Partner Principal as well as an Agent.- This is one
of the most important tests of partnership as agency is
the essence of the relationship of partnership. Therefore,
a partner is both a principal and an agent. While the
relation between partners interest is that of principals,
they are agents of the firm and of one another in relation
to third parties for the purposes of the business of the
firm
Relations Of Partners To Third Parties
Implied authority of partner as agent of the firm:
(1) Subject to the provisions of section 22, the act of partner which
is done to carry on, in the usual way, business of the kind carried on
by the firm, binds the firm.
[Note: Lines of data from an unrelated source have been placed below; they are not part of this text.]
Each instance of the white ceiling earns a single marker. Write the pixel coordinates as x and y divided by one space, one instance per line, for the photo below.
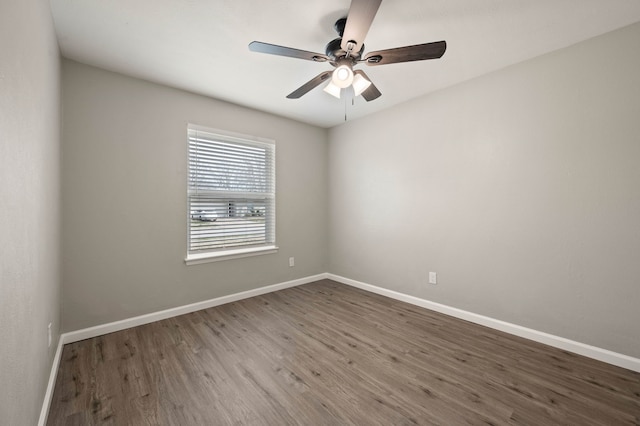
201 45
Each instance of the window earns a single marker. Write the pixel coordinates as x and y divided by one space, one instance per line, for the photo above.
231 195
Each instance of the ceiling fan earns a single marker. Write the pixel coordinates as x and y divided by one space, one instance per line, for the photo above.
346 51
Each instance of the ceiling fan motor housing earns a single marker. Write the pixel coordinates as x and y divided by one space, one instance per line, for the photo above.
334 49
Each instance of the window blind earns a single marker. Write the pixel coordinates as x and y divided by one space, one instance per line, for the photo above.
231 191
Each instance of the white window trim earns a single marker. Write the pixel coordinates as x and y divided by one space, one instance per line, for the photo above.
216 256
196 259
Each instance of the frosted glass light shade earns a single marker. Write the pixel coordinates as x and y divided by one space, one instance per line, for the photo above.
333 90
342 76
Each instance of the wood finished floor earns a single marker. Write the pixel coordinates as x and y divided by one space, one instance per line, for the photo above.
328 354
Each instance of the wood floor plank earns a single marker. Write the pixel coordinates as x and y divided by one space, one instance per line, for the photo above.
328 354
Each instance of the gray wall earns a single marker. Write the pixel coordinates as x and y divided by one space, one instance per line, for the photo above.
124 198
521 189
29 206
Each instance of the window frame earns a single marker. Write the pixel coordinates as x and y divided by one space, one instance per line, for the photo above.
235 252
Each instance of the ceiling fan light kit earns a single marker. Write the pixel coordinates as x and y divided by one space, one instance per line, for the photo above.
345 52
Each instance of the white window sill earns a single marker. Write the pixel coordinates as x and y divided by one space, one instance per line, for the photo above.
195 259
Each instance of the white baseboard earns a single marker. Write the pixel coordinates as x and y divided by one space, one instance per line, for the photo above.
600 354
99 330
594 352
44 412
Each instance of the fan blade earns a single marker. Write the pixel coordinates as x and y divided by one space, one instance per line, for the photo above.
272 49
359 19
370 92
311 84
419 52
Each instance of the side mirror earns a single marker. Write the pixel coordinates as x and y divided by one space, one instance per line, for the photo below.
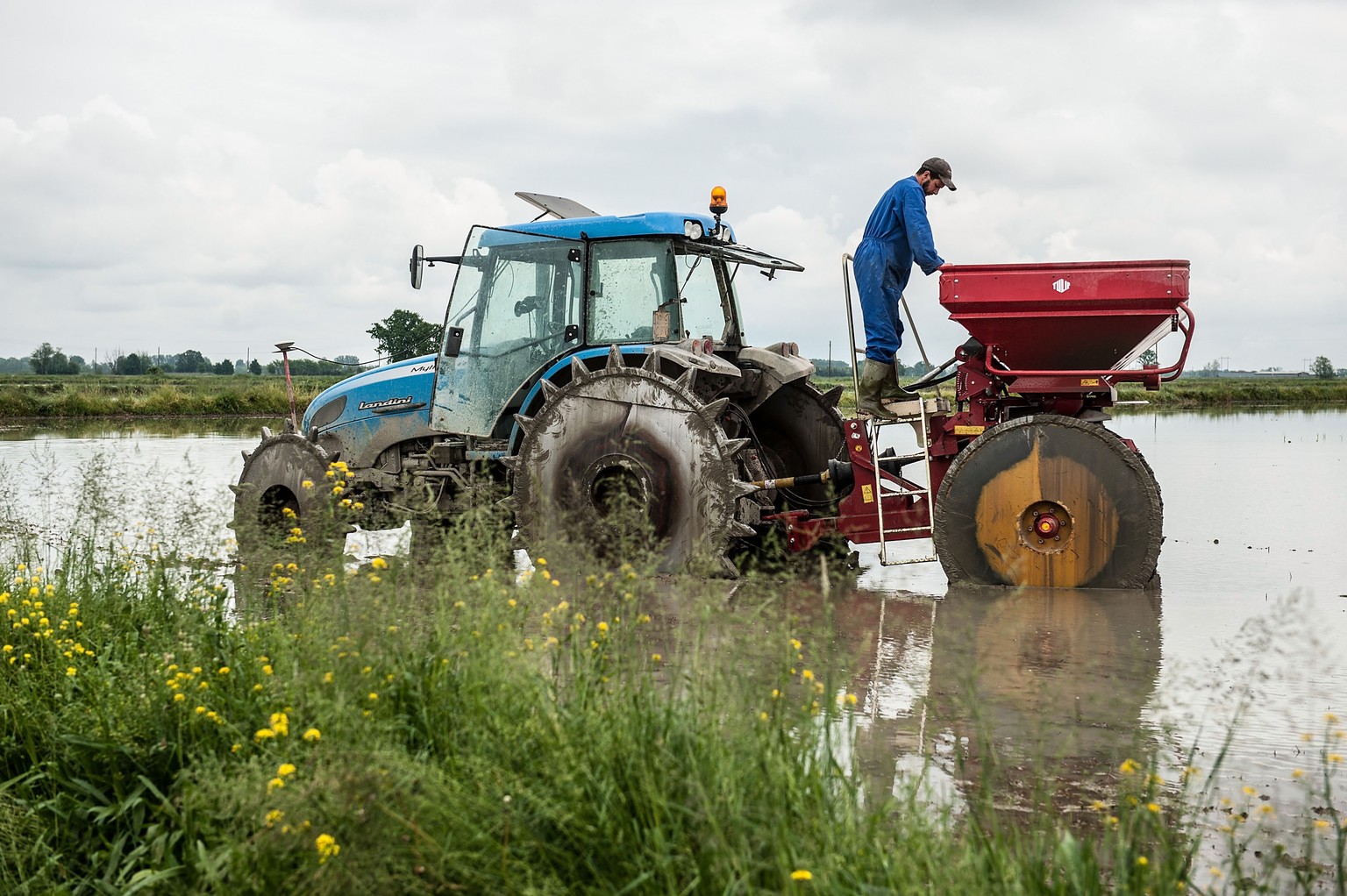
417 258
The authority of a partner to bind the
firm conferred by this section is called his "implied authority.
Examples of Implied authority of a partner.-
1. A partner can buy on the credit of the firm any goods of a kind
used in its business.

2. Similarly, a partner may hire on the credit of the firm, any goods
of a kind used in its business.

Case.- A partner of firm, whose business it was to trap wild
elephants, hired an elephant to be used for trapping wild elephants,
and one of the terms of hire was that the hirer should pay Rs.
5,000/- if the elephant died during the period of hire. It was held
that other partners also were bound by this term.
Relations Of Partners To Third Parties
3. A partner may engage servants or agents, and he
may also discharge such persons, although he can
not discharge them against the will of his co-
partners.

4. A Partner can institute and defend suits in the
name of the firm. It has been held in England that a
partner, who attends to the affairs of the firm has an
implied authority to employ a solicitor to defend a
suit filed against the firm.
Restrictions on the Implied Authority of the
Partner
Statutory Restrictions: In the absence of any
agreement, the implied authority of a partner does
not empower him to do the following acts:
To open a bank account on behalf of the firm in
partners own name.
To withdraw suit or proceedings filed on behalf of
the firm.
To acquire any immovable property on behalf of the
firm.
To submit a dispute to arbitration relating to the
business of the firm.
Reconstitution of the firm
The reconstitution of a firm takes place when there is
any change in the composition of the partnership.
The various ways of the reconstitution are:
Introduction of a partner
Retirement of a partner
Expulsion of a partner
Insolvency of a partner
Death of a partner
Dissolution Of A Firm
Dissolution of a firm:
The dissolution of partnership between all the partners of
a firm is called the "dissolution of the firm
Dissolution by agreement:
A firm may be dissolved with the consent of all the
partners or in accordance with a contract between the
partners.
Compulsory dissolution:
A firm is dissolved -
(a) by the adjudication of all the partners or of all the
partners but one as insolvent, or
(b) by the happening of any event which makes it
unlawful for the business of the firm to be carded on or
for the partners to carry it on in partnership:
Dissolution Of A Firm
Dissolution on the happening of certain
contingencies:
Subject to contract between the partners a firm is
dissolved-
(a) if constituted for a fixed term, by the expiry of
that term;
(b) if constituted to carry out one or more adventures
or undertakings, by the completion thereof;
(c) by the death of a partner; and
(d) by the adjudication of a partner as an insolvent.

Dissolution Of A Firm
Right of partners to have business wound up
after dissolution:
On the dissolution of a firm every partner or his
representative is entitled, as against all the other
partners or their representatives, to have the
property of the firm applied in payment of the debts
and liabilities of the firm, and to have the surplus
distributed among the partners or their
representatives according to their rights.